1.2 Dynamics of the Order Book

Remember that the state of the order book is tracked with a continuous-time process $\mathbf{X}(t) \in \mathbb{Z}^n$

From (Cont, Stoikov, and Talreja 2010):

For a state $\mathbf{X} \in \mathbb{Z}^n$ and $1 \leq p \leq n$, define
\[ \mathbf{X}^{p \pm 1} \equiv \mathbf{X} \pm (0, \ldots, 1, \ldots, 0)\] where $1$ in the vector on the right-hand side is in the $p$th component. Assuming that all orders are of unit size (in empirical examples we will take this unit to be the average size of limit orders observed for the asset),

a limit buy order at price level $p < p_A$ increases the quantity at level $p$: $\mathbf{X} \rightarrow \mathbf{X}^{p-1}$

a limit sell order at price level $p > p_B$ increases the quantity at level $p$: $\mathbf{X} \rightarrow \mathbf{X}^{p+1}$

a market buy order decreases the quantity at the ask price: $\mathbf{X} \rightarrow \mathbf{X}^{p_A(t)-1}$

a market sell order decreases the quantity at the bid price: $\mathbf{X} \rightarrow \mathbf{X}^{p_B(t)+1}$

a cancellation of an outstanding limit buy order at price level $p < p_A$ decreases the quantity at level $p$: $\mathbf{X} \rightarrow \mathbf{X}^{p+1}$

a cancellation of an outstanding limit sell order at price level $p > p_B$ decreases the quantity at level $p$: $\mathbf{X} \rightarrow \mathbf{X}^{p-1}$

The evolution of the order book is thus driven by the incoming flow of market orders, limit orders, and cancellations at each price level, each of which can be represented as a counting process.

Let’s analyze under which circumstances the model described above is able to capture adequately the dynamics of order book.

Consider a single bid price level $p_0$. Suppose that order’s volume $v$ has been drawn from a normal distribution as, \[ v \sim v_0\mathcal{N}(\mu, \sigma) \]

where $v_0$=10, $\mu$=20 and $\sigma$ = 10. All placed orders have been eventually cancelled (in a random order).

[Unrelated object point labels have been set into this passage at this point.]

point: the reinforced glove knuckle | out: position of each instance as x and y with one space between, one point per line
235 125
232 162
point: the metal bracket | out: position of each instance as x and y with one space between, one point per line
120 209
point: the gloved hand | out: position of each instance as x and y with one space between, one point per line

Table 1 shows the first orders placements and cancellations and black line on the figure 1 shows overall dynamics of $Q_{p_0}^B(t)$.

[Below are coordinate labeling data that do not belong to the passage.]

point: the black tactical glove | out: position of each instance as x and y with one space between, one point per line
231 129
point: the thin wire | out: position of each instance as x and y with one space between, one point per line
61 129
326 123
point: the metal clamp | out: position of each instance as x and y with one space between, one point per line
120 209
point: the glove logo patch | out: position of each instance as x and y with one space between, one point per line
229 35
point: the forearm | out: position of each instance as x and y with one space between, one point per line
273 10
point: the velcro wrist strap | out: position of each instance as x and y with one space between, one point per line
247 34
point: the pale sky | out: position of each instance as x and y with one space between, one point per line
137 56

Now, in accordance with the above description, we assume that all placed orders are of “unit size” (column volume.units) and calculate $Q_{p_0}^B(t)$ in units (column balance.units). Then we multiply balance.units by “average size of limit orders observed” (in our case 211) and get the value in column `balance.model’ and red line on the figure 1. We see that black and red line are quite close to each other, so the model is a good representation of the actual data in this case.

Table 1: Sample order flow and resulting balance on a single price level.
time	volume	volume.units	balance	balance.units	balance.model
1	144	1	144	1	211
2	177	1	321	2	422
3	356	1	677	3	633
4	207	1	884	4	844
5	213	1	1097	5	1055
6	372	1	1469	6	1266
7	246	1	1715	7	1477
8	73	1	1788	8	1688
9	131	1	1919	9	1899
10	155	1	2074	10	2110
11	322	1	2396	11	2321
12	-356	-1	2040	10	2110

The actual (black) and model (red) dynamics of the bid price level queue size using the artificial order flow drawn from a normal distribution. The model is a good representation of reality.

Figure 1: The actual (black) and model (red) dynamics of the bid price level queue size using the artificial order flow drawn from a normal distribution. The model is a good representation of reality.

Now suppose that order’s volume $v$ has been drawn from a power-low distribution as, \[ v \sim x^{-(\alpha-1)} \]

where $\alpha$ = 3. As figure 2 shows, the fit is not so good now.

The actual (black) and model (red) dynamics of the bid price level queue size using the artificial order flow drawn from a power-law distribution. The model is not a good representation of reality.

Figure 2: The actual (black) and model (red) dynamics of the bid price level queue size using the artificial order flow drawn from a power-law distribution. The model is not a good representation of reality.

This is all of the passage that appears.